With more organisations seeking to create centralised ‘supermarket’-style catalogues of curated datasets for business users, Jason Michaelides explores how to navigate the three biggest issues you’ll face as you go on this journey.
As organisations grow, it’s common for them to deploy an increasing number of specialist applications to provide best-in-class capabilities in different areas. Of course, none of these systems operates in isolation. Information from their respective data stores is needed by other parts of the business, to support a variety of processes and goals, such as creating a single view of the customer, product or region, or to enable new customer-facing services.
To meet each of these needs, organisations typically implement point-to-point integrations between the source data system and the consuming system, designed for the specific use case. While this approach is manageable on a limited scale, as more of these inter-system links are added, it leads to a complex web of integrations that’s increasingly fragile and challenging to maintain.
Data quality issues also increase, such as inconsistencies between data that’s meant to be the same, leading to multiple ‘versions of the truth’. Another big challenge is around the oversight, security and governance of the data, particularly in highly regulated environments.
A better approach: The enterprise data catalogue
Most organisations reach a point where they need to streamline this complex setup. One solution is to build a centralised data catalogue. This forms a middle layer between the various source systems and the applications and users consuming the data. It becomes the single source of truth for key enterprise information, where any authorised user can find and access the data they’re permitted to use.
But creating an enterprise data catalogue in a large organisation is a difficult thing to do, with technical, regulatory and cultural challenges to overcome. Below, we look at how to address the three main obstacles to success.
1 Gaining access to the source data
Traditionally, the owner of each upstream source system is the guardian of that data, responsible for ensuring it’s handled in line with company policy and regulatory requirements. Moving to a data catalogue model means handing over some of this control, which many stakeholders will understandably be cautious or even fearful of, particularly in highly regulated businesses.
The team creating the data catalogue will need to overcome this pushback, by demonstrating understanding and competence around modern data governance (more on this shortly), and by showing the source system owners how the new approach will benefit them day-to-day.
For example, most source system owners will currently liaise with multiple stakeholders, manage numerous integrations and deal with frequent new data access requests. The data catalogue eliminates this: the source system owner only needs to engage with the catalogue team on an ongoing and collaborative basis, and maintain a single integration with this centralised system. This frees up source system owners to spend more time adding business value around their application’s core purpose.
2 Curating and governing the catalogue, while enabling straightforward access and encouraging curiosity
For the data catalogue to be a useful business resource, the team in charge needs to curate the raw data into a suite of datasets that are useful, discoverable, trusted and usable. This will include thoughtfully bringing together data from multiple systems, and presenting it in a way that encourages curiosity, by enabling people from around the business to explore data and use it in their applications or workflows.
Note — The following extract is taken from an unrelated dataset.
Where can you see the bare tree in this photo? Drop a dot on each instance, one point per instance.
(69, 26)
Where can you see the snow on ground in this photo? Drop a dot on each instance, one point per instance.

Getting this curation right is incredibly important if you’re to successfully move away from individual people or teams doing this themselves in spreadsheets. Promoting a culture of collaboration amongst data-domain experts and business SMEs will ensure the most effective curation of the catalogue, the smoothest processes for access and use, and – most importantly – help unlock the greatest value from the available data.
As important as the curation, of course, are governance and data security. The catalogue owners will need to take on significant responsibility for all data in the catalogue. They’ll need to understand what data is available in each source system, the applicable policy and regulatory frameworks, and what uses these permit. Based on this knowledge, the catalogue team must then implement and enforce the necessary restrictions, by classifying all data and configuring user permissions appropriately.
3 Change management: Keeping pace with evolving business requirements
People’s data needs will evolve rapidly. There will be requests for new curated datasets, or variations of existing ones. New data will become available, which will need to be integrated into the data catalogue. Your catalogue team needs to be able to deliver on these emerging requirements quickly, if you’re to avoid a proliferation of spreadsheets. This demands an operating model that facilitates agile change.
You’ll firstly need business analysis capability to assess the priority of each new request. Secondly, you’ll need close collaboration between the different source system owners, to make sure decisions are taken in the collective interest of the business, and to ensure there’s agreement around which system provides the ‘golden’ source of truth of data stored in multiple systems.
Thirdly, the data catalogue team will need tools that enable responsive change. This will most likely include a mix of commercial, open source or bespoke products. Low- and no-code solutions are often a good choice, given they typically facilitate quicker and lower-cost changes. Fourthly, these must be supported by a fast, continuous delivery methodology. And finally, you need the skills to deliver the change requests as they come forward, either in-house or through a network of trusted partners.
A rewarding journey
Building an enterprise data catalogue is a challenging, but extremely rewarding undertaking. We hope this overview gives you a sense of the main areas to consider and the skills you’ll need as you develop and maintain yours. Get this right, and you’ll create an asset that delivers long-term benefits to people right across your business, from the source system owners and compliance officers to those responsible for your internal and customer-facing products and services.